Normally you can unlock doors from the inside by just pulling on the door handle. . .

Either the limo (full stretch?) operates differently or there is something else I am missing. . .


----------



## Plaz (Dec 19, 2001)

Mathew said:


> *Normally you can unlock doors from the inside by just pulling on the door handle. . .
> 
> Either the limo (full stretch?) operates differently or there is something else I am missing. . . *


Maybe, if so equipped, the "security package" (a la Kofi Annan's 7) has different behavior in this regard? :dunno:


----------



## rost12 (Dec 22, 2001)

If there was security/protection package on that car, I'd think smashing the window would be pretty hard if not impossible :dunno: 

And only iDrive operates on something that came from MS, so the problem has nothing to do with iDrive.

P.S. This thread should be in the 7er forum, no?


----------



## Alex Baumann (Dec 19, 2001)

rost12 said:


> *P.S. This thread should be in the 7er forum, no? *


Yes


----------



## rost12 (Dec 22, 2001)

Um, and one more thing for all you E65 and iDrive haters... The guy got stuck in a 520... Story here.

Cheers.


----------



## LeucX3 (Dec 26, 2001)

*Re: Trapped Inside 7 Series*



jblackburn said:


> *
> 
> 'We could hardly breathe for over 10 minutes,' Suchart told reporters. *


So, they didn't think about turning the car back on and running the A/C? :wahwah:


----------



## intex98 (Sep 20, 2002)

Mathew said:


> *Normally you can unlock doors from the inside by just pulling on the door handle. . .
> 
> Either the limo (full stretch?) operates differently or there is something else I am missing. . . *


In my X, if you lock the car with the key remote which activates the alarm, you can't open it with the door handles or the lock button. You have to unlock with the key remote, otherwise you are SOL...


----------



## Mr. The Edge (Dec 19, 2001)

shouldn't this be in the 5er forum?


----------



## rost12 (Dec 22, 2001)

:bustingup 

Should I?

Execute my mighty fresh admin powers? :smokin:


----------



## Mr.

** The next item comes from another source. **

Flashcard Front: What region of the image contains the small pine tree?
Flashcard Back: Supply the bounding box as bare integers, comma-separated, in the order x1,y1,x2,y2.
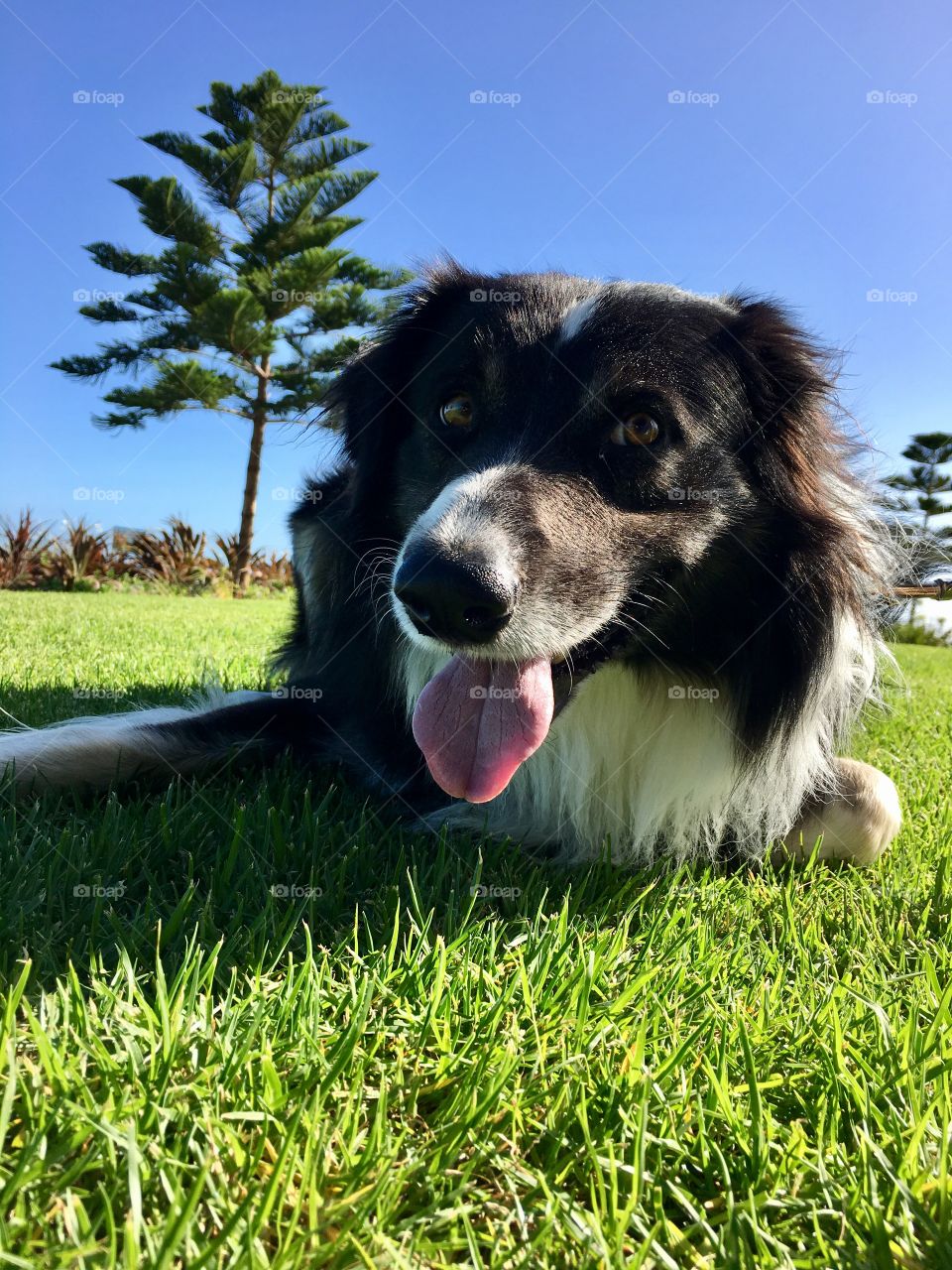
54,71,409,589
884,432,952,559
884,432,952,622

The Edge (Dec 19, 2001)

rost12 said:


> *:bustingup
> 
> Should I?
> 
> Execute my mighty fresh admin powers? :smokin: *


you could even edit the title of the thread :eeps:


----------



## Ågent99 (Jan 7, 2002)

It *was* in the 5er forum but I redirected it over here. 

You could always send it back and then I can move it back and so on...could get interesting. :rofl:

Chris uch:


----------



## Ågent99 (Jan 7, 2002)

C'mon...you started mid-thread posting about a 5er...I guess I should have just split it instead of redirecting the whole thing... this post is now under YOUR control.

Feel free to split it and move it back to 5er...I have no power here, Sir! 

Chris


----------



## bmw325 (Dec 19, 2001)

On the e46 (and probably the e39), you cna still open the door from inside even if it was locked using the key or the remote. Here's how:
-Press the interior central unlock/lock button once
-Pull any door handle twice (once to unlock the door, and the second time to open it)


----------



## Mathew (Feb 8, 2002)

robg said:


> *On the e46 (and probably the e39), you cna still open the door from inside even if it was locked using the key or the remote. Here's how:
> -Press the interior central unlock/lock button once
> -Pull any door handle twice (once to unlock the door, and the second time to open it) *





Mathew said:


> *Normally you can unlock doors from the inside by just pulling on the door handle. . . *


----------



## bmw325 (Dec 19, 2001)

Mathew-

atleast on the e46, if the car was locked externally (physically locking it using the key or by pressing the button on the remote), you can't just pull the handle to unlock it you first have to press the central unlock button. If you just locked the car using the interior central lock button, then you can just open it w/ the door handle.


----------



## Mathew (Feb 8, 2002)

robg said:


> *Mathew-
> 
> atleast on the e46, if the car was locked externally (physically locking it using the key or by pressing the button on the remote), you can't just pull the handle to unlock it you first have to press the central unlock button. If you just locked the car using the interior central lock button, then you can just open it w/ the door handle. *


oh i see

i never lock my doors when driving.


----------